Finding a piano teacher(7 Posts)
DD has just turned 8. She has been given her DGFs full size keyboard as a present and is interested in playing. I got her a copy of Piano Time on the understanding that if she stuck at it for a while and didn't just get bored then I'd get her proper lessons. She has stuck with it, and she's really enjoying her music lessons at school so now is the time for proper lessons. (lessons at school are not really an option for various reasons).
So how do I go about finding a teacher? Obviously someone who came to our house would be easier, but should I be getting my act together to travel to the teacher's house? would that get me a noticeably better class of teacher? (I have a younger DS and don't drive so it would be boring but not impossible to travel - we're in South London). Should I consider group classes or are they mostly for younger children - I'm working on the assumption that 1:1 tuition will be better.
Cost is fortunately not an issue, and the object of the exercise is just to give her a basic life-skill, some fun, a couple of exams eventually on her cv and perhaps a bit of brain training; we're not seeing her as a future professional musician.
(oh and I apologise because this seems like a boring subject that should have been done before, but I couldn't find another one when I searched)
should be loads of teachers in London.
Recommendation would be good. Do you know anyone whose dc is taking or has taken lessons? Start asking around maybe. Could be someone knows someone whose wife is a teacher etc. Could you ask the music teacher at school if s/he can recommend anyone?
I am not sure where you might find them advertised tbh but if you would like someone to come to you, perhaps you could place an advertisement.
Usually you will be able to do a trial lesson or month even before you commit.
I don't know about a different class of teacher but I can imagine an established teacher who already has a lot of pupils may not be willing to travel because of course they lose so much time travelling about from house to house. Need to speak to a few really to find out what the going rates are.
You could also approach a school which is known for musical strength and advertise there or ask there. Shops that sell musical instruments/notes often have musicians working there. In any case they tend to know of teachers in the area.
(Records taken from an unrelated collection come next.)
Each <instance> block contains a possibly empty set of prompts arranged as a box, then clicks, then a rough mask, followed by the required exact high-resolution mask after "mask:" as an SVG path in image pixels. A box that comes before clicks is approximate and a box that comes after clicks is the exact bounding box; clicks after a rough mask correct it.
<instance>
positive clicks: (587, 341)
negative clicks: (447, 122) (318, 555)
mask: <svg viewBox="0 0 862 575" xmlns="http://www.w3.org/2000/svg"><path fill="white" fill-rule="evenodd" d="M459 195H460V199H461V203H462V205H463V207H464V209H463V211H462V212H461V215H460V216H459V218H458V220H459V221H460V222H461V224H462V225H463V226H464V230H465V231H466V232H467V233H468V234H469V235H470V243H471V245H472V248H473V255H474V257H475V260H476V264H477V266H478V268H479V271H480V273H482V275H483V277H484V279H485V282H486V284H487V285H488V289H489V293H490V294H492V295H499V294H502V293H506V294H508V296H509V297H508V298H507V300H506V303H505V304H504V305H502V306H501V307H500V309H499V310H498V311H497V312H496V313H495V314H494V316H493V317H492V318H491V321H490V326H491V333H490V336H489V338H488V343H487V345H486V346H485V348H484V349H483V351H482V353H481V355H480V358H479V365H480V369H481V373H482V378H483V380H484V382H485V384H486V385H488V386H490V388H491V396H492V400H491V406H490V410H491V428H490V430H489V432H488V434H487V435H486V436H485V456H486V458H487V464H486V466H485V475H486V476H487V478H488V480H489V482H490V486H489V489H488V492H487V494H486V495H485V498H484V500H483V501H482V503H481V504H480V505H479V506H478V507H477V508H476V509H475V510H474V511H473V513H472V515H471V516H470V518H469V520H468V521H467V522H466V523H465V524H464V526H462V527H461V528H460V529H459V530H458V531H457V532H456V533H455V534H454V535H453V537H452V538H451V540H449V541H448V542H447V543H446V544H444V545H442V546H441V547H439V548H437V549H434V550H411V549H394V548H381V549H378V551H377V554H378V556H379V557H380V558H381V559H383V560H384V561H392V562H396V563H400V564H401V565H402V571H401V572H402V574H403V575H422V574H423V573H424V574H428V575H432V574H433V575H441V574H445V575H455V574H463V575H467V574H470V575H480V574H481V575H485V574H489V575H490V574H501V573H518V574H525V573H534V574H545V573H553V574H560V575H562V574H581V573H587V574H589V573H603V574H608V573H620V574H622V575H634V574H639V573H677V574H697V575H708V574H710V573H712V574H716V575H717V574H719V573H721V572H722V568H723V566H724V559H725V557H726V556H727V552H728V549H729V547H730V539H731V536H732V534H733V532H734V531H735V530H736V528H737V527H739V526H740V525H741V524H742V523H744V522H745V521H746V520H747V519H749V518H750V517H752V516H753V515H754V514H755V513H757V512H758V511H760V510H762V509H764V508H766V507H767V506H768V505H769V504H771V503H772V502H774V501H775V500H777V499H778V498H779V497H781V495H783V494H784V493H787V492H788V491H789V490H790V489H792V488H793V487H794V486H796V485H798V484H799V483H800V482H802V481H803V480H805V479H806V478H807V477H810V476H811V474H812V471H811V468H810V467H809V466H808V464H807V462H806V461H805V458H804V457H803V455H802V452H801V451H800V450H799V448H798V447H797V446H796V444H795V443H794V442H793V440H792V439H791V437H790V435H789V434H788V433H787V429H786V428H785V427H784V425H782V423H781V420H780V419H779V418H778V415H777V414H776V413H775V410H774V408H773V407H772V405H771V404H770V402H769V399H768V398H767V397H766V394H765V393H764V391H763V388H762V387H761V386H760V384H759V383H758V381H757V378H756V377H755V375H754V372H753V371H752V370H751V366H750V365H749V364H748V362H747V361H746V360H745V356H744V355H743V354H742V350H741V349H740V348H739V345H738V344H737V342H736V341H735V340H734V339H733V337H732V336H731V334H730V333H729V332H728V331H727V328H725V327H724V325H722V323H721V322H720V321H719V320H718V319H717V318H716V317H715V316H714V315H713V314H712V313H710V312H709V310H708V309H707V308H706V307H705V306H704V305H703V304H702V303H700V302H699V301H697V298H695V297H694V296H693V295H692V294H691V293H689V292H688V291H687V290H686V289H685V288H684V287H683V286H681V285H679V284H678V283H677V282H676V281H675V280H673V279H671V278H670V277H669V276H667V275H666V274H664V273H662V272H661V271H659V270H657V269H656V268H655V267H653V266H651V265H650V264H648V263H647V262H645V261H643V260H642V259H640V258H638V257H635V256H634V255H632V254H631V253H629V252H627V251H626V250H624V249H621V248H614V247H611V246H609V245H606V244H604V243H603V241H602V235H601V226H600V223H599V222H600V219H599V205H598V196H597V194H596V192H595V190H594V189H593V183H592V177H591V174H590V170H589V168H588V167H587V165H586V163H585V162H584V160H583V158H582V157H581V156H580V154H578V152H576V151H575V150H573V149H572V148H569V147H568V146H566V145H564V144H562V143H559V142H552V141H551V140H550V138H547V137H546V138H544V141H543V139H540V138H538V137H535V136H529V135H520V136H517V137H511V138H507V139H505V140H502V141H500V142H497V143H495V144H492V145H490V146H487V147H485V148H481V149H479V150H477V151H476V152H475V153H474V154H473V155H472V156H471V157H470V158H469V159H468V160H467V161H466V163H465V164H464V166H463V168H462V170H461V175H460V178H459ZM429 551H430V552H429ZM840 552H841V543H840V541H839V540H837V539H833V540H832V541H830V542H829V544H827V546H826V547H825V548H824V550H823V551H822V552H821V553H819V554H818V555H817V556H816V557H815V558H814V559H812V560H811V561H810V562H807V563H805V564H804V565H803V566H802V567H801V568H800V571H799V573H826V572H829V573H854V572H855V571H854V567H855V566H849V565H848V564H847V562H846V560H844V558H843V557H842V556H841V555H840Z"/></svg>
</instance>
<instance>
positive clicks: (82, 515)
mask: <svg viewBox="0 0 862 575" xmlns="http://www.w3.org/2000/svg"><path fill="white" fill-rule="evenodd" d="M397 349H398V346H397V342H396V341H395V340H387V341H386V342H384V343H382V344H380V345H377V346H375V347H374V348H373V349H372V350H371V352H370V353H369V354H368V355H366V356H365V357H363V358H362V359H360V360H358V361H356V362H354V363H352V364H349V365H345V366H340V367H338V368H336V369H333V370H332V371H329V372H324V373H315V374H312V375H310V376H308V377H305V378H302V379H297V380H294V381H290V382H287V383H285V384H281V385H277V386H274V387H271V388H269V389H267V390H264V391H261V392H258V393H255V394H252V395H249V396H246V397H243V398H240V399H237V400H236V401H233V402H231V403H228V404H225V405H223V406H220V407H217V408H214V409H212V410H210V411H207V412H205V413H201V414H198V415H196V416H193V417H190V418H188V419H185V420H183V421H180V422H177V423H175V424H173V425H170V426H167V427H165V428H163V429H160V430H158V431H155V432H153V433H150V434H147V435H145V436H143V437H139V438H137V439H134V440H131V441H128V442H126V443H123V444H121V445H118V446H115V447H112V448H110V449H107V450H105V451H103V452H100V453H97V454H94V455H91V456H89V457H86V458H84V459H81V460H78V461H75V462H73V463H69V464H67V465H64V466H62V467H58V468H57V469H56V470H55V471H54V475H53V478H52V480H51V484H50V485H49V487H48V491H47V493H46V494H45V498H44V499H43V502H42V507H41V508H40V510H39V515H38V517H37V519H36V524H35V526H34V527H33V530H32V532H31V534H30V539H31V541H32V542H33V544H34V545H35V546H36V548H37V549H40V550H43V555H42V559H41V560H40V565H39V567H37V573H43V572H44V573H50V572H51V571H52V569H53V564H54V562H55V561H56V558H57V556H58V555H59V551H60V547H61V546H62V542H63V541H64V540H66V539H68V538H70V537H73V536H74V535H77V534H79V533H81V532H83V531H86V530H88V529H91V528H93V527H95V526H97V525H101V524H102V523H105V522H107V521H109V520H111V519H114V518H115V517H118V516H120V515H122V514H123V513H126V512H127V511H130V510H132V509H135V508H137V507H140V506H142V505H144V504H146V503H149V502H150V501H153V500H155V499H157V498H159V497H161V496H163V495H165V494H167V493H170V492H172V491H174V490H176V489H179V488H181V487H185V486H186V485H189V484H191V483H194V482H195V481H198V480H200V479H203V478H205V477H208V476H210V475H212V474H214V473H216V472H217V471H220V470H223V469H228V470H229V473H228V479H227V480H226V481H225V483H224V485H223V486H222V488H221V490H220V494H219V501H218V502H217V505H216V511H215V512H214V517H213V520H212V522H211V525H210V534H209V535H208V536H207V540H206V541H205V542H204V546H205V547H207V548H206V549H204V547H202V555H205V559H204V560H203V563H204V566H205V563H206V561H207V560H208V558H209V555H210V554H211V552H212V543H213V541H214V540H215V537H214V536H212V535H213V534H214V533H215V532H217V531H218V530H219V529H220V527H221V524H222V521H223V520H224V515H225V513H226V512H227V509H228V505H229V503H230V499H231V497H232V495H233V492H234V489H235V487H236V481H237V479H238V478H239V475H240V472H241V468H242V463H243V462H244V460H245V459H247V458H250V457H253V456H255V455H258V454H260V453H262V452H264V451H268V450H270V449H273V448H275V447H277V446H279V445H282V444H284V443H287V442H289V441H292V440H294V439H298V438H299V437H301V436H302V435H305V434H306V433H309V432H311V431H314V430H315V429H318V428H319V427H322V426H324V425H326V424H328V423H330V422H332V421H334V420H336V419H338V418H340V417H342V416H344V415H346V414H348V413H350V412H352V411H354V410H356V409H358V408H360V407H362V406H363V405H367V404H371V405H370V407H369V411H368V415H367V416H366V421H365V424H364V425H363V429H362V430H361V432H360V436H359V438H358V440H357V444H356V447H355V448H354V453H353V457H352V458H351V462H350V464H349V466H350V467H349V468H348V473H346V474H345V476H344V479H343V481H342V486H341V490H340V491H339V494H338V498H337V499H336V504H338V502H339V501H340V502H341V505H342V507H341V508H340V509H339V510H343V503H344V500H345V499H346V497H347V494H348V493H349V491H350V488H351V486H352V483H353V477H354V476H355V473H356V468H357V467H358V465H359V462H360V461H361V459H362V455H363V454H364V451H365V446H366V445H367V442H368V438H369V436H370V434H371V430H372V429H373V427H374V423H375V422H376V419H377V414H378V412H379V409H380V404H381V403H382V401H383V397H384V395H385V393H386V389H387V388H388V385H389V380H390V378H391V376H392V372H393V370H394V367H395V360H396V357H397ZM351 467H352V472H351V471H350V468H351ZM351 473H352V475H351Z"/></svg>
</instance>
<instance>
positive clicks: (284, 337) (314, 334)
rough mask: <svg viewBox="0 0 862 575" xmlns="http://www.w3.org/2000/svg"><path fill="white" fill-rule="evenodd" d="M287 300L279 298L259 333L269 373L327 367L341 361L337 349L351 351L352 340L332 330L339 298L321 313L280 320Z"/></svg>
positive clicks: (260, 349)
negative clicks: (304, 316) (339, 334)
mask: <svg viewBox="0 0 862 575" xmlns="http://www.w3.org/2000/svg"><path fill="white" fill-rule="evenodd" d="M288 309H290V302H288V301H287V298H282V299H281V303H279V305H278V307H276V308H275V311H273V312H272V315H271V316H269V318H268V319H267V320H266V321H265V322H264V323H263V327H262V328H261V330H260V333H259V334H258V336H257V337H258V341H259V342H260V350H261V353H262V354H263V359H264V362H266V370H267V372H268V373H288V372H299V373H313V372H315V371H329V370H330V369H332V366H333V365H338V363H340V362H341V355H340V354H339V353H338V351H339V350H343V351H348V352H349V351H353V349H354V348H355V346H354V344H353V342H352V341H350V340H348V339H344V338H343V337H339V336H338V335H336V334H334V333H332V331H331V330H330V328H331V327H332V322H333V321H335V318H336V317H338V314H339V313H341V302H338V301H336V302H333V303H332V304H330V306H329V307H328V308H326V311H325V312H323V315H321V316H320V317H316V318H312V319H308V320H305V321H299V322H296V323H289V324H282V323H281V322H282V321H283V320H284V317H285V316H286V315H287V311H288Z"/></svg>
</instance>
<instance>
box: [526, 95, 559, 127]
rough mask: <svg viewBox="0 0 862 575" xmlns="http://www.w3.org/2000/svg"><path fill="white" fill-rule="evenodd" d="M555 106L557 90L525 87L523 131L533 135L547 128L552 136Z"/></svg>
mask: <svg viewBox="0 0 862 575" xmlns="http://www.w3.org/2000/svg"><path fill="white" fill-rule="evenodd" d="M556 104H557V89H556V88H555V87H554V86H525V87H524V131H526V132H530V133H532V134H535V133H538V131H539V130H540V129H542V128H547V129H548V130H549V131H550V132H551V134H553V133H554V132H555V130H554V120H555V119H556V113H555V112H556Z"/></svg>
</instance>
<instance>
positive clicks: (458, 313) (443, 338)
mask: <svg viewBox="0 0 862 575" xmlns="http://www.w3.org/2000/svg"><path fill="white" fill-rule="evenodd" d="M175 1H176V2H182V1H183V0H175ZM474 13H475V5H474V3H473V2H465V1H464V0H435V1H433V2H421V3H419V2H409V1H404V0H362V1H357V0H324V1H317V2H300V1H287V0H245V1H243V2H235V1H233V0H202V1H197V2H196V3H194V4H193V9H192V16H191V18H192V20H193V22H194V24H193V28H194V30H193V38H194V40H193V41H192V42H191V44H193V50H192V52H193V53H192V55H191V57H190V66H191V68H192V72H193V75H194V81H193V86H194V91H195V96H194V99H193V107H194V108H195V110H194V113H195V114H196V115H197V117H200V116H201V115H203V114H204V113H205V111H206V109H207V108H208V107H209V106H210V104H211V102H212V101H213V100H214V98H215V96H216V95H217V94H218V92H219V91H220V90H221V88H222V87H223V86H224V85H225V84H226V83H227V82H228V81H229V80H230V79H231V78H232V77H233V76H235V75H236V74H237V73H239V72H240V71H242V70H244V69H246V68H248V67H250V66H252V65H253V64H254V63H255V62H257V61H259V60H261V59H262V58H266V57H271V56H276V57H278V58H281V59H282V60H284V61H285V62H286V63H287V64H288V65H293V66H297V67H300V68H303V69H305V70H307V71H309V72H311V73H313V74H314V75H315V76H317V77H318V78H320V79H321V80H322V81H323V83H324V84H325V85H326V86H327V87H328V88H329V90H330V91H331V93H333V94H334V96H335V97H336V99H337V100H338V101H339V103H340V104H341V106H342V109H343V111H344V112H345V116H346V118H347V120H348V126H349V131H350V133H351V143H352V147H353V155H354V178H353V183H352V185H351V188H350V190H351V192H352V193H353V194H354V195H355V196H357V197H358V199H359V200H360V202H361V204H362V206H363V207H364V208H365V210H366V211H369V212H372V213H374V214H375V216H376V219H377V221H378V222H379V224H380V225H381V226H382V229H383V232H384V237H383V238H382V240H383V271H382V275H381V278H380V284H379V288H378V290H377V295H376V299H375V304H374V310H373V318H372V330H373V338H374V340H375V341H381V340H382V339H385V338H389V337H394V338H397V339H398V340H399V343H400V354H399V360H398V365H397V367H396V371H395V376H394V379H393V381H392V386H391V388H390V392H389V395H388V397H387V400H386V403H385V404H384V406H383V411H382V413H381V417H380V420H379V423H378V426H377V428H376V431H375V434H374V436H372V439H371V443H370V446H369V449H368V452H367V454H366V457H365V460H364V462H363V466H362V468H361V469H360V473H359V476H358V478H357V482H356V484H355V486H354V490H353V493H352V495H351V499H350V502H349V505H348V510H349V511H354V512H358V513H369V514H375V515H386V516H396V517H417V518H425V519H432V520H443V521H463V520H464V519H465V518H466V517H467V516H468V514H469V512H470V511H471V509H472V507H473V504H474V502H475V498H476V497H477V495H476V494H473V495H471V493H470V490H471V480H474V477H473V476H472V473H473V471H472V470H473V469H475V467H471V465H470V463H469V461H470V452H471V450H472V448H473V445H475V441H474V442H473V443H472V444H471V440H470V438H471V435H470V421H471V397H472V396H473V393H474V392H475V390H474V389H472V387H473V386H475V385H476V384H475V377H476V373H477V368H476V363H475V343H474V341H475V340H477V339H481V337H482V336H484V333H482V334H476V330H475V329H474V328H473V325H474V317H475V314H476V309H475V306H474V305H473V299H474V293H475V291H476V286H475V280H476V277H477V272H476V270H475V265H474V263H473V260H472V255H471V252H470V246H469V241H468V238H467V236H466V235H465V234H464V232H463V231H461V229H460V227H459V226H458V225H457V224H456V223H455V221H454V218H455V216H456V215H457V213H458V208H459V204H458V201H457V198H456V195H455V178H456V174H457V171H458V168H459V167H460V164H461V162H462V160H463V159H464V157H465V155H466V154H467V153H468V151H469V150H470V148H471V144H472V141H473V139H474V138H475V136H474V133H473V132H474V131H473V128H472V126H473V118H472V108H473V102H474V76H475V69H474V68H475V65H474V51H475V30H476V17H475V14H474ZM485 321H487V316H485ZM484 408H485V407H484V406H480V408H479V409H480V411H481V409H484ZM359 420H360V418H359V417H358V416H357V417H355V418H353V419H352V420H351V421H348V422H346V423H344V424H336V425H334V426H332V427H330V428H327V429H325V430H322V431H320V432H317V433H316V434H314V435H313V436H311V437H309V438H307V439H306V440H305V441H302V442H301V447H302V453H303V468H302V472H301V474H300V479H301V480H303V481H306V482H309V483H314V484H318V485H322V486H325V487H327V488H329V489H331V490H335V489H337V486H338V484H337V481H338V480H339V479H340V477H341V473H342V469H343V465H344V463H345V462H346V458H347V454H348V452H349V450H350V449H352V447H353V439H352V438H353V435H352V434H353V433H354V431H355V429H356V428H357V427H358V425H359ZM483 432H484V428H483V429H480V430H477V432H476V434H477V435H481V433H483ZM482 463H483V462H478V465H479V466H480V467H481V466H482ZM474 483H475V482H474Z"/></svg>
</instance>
You'll often find advertisements up in places like that too.
Thanks for the advice - I just need to get my act together - but it's difficult to get motivated to do extra curricular stuff now the afternoons are so cold and dark - should have started earlier in the year.
Hi I'm a pianist and my son's had experience of class lessons and they weren't good. His main complaint was that he (and others actually) felt left behind on areas he struggled and he soon stopped going. After a while he regained his confidence and I started teaching him and he's got more belief in himself now.
Group lessons are better for kids under 5 as a way of gently introducing them to instruments.
As far as finding a teacher, just do a search for teachers in your area (you'll see plenty of directories), ask friends (esp those who are musicians) or visit your nearest music shop.
Try and get references/recommendations if poss and on the first lesson, ask to be present in the room whether at the teachers or your place.
Hope this helps
I have recently started piano lessons and found my (fantastic) teacher through the Royal College of Music - they have a kind of matching service on their website where you tell them what you need (instrument, level of pupil etc) and they find you a teacher. Mine is a postgrad student, she teaches children as well as adults and comes to my house once a week. She is excellent, I would definitely recommend using the service - very quick too, was "matched" within a week!